In 1837, sugar beet production grew from a small industry and began to rival the sugarcane industry. Shifting views on enslavement globally brought more critical attention to the still-labor-intensive industry of producing sugar from sugarcane. Nevertheless, it continued. Between 1830 and 1855, as the price of sugar fell, the American appetite for sugar doubled. Each American ate over 12 pounds of sugar a year in 1830 and over 30 pounds by 1860. By 2005, that number became over 100 pounds of sugar a year.
In 1870, The United States claimed the kingdom of Hawai’i. In 1893, sugar plantation owners conspired with the US government to overthrow the Hawai'ian monarchy. With plantation owner Sanford Dole as their leader, an all-white group of planters called the Committee of Safety organized a coup. They worked alongside the US military and forced the surrender of Queen Lili'uokalani. This led to the annexation of Hawai'i as a US territory. The US seized more Indigenous land for sugar plantations and outlawed traditional healers and healing practices.
In 1887, eight leaders in the American sugar industry formed the American Sugar Trust in the attempt to reduce production and increase profits. They acquired more companies and changed their name to The American Sugar Refining Company (ASRC), closing facilities they deemed inefficient, and essentially fixing the price of refined sugar. In 1900, they created the Domino Sugar brand, bringing all their production under the single name. By 1907, they controlled 97% of all sugar production in the United States.
After the Spanish-American war, the US seized sugar production in Puerto Rico and the Philippines. Sugar grown in both places was allowed to enter the United States duty-free, thereby increasing profit for the industry and keeping prices lower for the consumer.
In 1930, after just 30 years of US occupation, 80% of Puerto Rico's sugar farms were owned by US companies.
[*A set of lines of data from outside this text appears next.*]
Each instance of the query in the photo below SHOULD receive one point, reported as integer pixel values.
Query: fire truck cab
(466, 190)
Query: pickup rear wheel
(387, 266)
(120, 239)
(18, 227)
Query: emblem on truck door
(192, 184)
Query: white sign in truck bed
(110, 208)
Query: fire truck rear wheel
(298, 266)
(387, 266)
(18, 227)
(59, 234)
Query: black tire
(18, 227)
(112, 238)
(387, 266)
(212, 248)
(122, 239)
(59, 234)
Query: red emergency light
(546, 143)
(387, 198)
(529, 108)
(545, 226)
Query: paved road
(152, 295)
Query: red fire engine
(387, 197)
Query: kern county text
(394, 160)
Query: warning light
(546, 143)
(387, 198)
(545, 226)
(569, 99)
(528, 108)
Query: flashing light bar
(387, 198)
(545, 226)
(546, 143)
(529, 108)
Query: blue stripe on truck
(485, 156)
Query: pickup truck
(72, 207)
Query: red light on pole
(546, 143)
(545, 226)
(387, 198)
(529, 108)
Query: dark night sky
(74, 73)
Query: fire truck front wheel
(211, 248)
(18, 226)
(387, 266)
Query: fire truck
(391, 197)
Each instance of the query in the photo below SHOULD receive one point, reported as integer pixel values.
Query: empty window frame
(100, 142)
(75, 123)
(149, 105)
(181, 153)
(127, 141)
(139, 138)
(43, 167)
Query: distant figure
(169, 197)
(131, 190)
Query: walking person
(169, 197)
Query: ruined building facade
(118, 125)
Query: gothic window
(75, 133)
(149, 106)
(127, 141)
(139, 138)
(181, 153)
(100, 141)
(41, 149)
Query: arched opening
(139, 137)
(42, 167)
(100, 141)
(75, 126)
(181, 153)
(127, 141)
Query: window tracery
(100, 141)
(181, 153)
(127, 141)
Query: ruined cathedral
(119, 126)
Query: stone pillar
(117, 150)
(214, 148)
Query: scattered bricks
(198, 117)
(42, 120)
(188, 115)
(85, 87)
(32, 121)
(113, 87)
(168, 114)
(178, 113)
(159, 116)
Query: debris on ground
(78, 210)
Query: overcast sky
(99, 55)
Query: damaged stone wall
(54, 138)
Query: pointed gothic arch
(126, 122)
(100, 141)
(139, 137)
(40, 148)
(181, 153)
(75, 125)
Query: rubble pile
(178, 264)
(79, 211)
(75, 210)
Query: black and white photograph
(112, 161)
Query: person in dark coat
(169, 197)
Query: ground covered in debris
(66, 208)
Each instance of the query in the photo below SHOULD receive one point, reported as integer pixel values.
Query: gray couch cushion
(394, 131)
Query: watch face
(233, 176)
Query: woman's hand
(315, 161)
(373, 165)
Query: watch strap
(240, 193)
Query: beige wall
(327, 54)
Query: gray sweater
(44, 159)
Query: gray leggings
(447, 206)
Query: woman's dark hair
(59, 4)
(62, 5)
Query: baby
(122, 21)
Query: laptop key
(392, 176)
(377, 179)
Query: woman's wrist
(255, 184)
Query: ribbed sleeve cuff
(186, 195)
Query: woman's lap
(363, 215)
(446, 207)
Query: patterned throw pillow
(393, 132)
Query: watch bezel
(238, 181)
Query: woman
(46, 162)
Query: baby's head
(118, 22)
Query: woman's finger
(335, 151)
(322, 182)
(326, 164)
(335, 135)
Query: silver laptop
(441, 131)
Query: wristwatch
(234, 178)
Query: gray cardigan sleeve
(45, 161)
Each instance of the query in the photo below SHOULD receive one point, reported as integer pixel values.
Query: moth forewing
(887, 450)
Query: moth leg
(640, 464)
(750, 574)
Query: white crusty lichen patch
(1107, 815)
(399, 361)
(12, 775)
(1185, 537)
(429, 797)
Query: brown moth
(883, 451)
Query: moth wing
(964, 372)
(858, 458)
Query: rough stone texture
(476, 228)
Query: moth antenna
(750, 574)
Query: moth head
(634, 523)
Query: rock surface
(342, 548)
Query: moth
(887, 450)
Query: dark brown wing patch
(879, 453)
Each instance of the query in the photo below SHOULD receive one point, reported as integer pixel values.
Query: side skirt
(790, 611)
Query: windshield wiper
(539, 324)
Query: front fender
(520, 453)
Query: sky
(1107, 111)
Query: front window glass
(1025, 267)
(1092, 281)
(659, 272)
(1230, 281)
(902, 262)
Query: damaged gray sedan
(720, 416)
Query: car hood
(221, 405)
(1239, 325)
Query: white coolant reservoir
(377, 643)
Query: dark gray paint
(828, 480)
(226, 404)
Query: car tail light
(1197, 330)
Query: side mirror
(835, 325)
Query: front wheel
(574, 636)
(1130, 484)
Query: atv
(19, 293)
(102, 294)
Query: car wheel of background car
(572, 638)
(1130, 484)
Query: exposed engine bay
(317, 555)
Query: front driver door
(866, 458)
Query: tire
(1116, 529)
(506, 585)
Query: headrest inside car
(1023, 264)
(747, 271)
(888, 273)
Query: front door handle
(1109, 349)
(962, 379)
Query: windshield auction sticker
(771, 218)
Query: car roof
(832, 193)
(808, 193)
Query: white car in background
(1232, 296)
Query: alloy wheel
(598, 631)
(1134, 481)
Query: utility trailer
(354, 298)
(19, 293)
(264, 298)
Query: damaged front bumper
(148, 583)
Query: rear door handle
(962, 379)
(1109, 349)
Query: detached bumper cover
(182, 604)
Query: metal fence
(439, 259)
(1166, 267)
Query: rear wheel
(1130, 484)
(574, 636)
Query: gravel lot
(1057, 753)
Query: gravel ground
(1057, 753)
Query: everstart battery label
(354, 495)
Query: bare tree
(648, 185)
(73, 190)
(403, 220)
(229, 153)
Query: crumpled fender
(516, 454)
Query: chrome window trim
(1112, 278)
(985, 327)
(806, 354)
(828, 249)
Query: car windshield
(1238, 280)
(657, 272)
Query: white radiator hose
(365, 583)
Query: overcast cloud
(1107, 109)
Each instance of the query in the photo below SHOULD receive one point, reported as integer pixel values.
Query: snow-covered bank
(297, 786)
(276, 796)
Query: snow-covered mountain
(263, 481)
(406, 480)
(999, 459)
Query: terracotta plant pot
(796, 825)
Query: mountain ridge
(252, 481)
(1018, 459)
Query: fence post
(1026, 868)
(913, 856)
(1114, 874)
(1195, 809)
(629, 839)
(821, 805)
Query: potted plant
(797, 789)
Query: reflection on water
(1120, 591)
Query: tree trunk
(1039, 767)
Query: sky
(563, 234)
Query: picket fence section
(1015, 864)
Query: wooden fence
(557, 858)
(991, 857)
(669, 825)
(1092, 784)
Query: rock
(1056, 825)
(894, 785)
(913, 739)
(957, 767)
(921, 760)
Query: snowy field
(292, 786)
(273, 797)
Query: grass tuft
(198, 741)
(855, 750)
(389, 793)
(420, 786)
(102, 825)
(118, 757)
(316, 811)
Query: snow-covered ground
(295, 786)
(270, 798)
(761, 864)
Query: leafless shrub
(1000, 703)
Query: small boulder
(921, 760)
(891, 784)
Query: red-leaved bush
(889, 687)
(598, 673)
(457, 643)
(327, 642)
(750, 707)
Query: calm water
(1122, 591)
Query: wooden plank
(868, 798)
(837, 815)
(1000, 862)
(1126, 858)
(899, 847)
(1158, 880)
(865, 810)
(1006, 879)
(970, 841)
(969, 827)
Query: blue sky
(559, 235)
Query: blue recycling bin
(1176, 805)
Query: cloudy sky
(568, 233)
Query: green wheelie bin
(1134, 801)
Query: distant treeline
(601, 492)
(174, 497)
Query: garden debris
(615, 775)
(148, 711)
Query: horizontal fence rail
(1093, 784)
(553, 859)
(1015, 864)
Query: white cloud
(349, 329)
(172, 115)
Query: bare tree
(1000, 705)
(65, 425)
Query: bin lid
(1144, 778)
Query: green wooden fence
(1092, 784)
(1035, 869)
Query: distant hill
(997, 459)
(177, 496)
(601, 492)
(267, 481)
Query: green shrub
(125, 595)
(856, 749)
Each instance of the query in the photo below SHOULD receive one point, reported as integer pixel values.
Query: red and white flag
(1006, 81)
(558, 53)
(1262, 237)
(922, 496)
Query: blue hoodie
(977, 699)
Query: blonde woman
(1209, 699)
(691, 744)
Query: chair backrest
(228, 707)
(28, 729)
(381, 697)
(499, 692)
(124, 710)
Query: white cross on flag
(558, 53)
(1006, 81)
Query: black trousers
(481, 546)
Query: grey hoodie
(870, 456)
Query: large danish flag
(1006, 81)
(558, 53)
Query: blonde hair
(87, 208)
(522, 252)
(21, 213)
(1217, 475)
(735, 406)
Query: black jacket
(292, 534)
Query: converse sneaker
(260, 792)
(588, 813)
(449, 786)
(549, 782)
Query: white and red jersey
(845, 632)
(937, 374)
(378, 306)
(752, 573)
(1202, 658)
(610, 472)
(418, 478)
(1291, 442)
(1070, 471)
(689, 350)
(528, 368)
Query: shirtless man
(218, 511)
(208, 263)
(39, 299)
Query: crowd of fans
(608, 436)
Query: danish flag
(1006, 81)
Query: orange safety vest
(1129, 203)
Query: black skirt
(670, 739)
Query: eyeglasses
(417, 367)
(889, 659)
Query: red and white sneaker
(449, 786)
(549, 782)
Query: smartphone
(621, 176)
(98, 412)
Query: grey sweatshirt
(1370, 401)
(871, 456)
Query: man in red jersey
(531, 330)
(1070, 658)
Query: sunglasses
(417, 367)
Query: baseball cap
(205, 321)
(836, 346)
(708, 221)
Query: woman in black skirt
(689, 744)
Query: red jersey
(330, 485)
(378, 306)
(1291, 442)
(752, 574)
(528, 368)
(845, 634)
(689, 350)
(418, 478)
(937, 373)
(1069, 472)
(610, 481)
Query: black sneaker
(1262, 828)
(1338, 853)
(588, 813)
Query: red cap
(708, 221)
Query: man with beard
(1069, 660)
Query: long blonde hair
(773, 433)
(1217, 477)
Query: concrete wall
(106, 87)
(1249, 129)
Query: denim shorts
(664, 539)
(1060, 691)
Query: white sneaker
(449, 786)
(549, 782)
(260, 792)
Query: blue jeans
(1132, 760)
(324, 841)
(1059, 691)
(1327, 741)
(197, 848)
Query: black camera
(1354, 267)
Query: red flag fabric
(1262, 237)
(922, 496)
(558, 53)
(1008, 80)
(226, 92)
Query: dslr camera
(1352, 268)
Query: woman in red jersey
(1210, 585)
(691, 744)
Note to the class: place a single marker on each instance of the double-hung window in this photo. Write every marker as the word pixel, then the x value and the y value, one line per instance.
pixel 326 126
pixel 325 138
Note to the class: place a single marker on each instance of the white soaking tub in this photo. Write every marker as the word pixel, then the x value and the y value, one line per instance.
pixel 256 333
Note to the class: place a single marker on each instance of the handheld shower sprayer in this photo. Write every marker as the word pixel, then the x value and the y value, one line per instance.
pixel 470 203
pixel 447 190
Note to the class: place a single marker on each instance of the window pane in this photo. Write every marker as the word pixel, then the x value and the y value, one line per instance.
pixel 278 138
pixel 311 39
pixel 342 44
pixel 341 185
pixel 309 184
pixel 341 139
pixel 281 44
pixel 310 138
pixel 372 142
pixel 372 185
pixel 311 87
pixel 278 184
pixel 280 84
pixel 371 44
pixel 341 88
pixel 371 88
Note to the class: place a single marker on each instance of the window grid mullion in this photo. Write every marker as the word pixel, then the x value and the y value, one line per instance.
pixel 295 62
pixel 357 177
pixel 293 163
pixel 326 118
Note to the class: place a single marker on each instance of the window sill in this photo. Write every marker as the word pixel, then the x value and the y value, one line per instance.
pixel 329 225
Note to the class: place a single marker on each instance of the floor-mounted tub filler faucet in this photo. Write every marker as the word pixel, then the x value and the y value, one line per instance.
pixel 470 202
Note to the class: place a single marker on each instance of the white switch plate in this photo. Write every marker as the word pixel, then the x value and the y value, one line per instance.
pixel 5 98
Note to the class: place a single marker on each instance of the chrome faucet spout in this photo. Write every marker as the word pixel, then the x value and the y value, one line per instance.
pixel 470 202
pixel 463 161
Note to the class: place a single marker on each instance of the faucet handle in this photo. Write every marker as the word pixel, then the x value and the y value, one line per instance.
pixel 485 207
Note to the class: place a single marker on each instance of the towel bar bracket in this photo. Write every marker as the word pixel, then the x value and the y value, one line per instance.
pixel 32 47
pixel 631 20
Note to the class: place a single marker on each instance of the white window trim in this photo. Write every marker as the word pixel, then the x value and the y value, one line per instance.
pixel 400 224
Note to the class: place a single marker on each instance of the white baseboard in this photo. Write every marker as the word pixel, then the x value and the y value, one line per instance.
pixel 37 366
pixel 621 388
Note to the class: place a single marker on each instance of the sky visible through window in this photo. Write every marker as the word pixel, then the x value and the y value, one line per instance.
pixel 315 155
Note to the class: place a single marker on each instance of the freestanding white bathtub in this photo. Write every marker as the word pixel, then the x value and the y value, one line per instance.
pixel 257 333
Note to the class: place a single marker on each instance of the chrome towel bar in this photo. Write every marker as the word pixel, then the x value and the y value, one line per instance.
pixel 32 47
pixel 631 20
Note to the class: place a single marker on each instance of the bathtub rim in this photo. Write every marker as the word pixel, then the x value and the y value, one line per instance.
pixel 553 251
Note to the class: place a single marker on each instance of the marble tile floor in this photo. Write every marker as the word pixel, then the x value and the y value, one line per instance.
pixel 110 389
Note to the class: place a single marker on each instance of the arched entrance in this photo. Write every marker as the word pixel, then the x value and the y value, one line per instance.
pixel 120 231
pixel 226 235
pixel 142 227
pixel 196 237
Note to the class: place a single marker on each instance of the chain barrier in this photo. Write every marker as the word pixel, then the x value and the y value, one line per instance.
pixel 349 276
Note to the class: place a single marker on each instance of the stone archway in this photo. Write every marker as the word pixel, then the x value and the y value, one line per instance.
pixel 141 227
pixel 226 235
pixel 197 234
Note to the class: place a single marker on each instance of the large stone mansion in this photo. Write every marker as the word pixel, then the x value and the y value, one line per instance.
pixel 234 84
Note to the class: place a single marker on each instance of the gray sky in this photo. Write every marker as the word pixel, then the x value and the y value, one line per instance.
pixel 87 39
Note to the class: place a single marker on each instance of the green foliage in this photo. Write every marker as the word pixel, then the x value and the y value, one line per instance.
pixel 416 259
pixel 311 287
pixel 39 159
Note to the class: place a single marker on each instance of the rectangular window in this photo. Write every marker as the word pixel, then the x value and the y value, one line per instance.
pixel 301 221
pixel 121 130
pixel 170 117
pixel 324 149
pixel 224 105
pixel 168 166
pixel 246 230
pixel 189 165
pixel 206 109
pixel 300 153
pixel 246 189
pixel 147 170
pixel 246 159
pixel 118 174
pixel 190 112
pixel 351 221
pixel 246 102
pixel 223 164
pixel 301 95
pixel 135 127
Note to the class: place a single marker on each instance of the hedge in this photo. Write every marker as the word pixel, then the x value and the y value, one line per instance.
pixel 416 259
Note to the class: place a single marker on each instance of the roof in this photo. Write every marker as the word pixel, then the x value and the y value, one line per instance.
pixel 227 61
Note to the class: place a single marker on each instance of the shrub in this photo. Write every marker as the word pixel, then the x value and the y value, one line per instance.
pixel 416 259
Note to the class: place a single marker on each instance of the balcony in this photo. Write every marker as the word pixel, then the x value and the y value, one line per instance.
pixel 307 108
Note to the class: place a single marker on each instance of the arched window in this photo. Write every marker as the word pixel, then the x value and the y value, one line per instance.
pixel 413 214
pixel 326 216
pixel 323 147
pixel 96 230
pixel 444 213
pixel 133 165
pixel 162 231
These farms covered half of the island’s arable lands. In 1934, sugarcane workers in Puerto Rico went on strike against US syndicates and won for the first time. The FBI organized round the clock surveillance of strike leaders.
In 1942, The American Medical Association's Council on Food and Nutrition suggested that it "would be in the interest of the public health for all practical means to be taken to limit consumption of sugar in any form in which it fails to be combined with significant proportions of other foods of high nutritive quality." By 1966, medical professionals “recommend a decrease in sugar intake, noting new studies that correlate sugar consumption with diabetes and other diseases. These studies, and the increasing rates of diabetes and obesity, spark an interest in sugar substitutes” (Mucci, 2017).
In 1980, the sugar industry helped fund an attack on fats within foods in the U.S. With national and then global attention directed towards low-fat foods as the primary means to prevent cancer and heart disease, processed food companies began to replace fat with sugar. This move was founded on a myth that fat was solely responsible for the spike in cardiac disease in the U.S., when it was actually driven by a combination of many different environmental, social, cultural, and nutritional factors. The increase in processed foods and growing car-culture in the 60s and 70s certainly both contributed. The anti-fat campaign increases global sugar profits, but not global health.
Today the United States is sixth in global sugar production. Louisiana’s sugar cane industry continues to produce about $3 billion worth of sugar a year, and most of it is consumed within the United States. Global sugarcane production has been charged with high incidents of child labor and gender inequality. There are multiple cases of forced and trafficked labor in sugar production, particularly in the Dominican Republic, Ethiopia and Brazil. Since 2008, the Monsanto Corporation (which dominates much of the sugar beet industry as well as other genetically modified crops) has used genetically modified seeds to strengthen the sugar beet’s resistance to pesticides. Sugarcane production uses high quantities of water, and the use of fertilizers and pesticides leads to high levels of water pollution. Sugarcane production is contributing to the death of the Great Barrier Reef and the deforestation in the Amazon rainforest, as more farmland is cleared for sugar.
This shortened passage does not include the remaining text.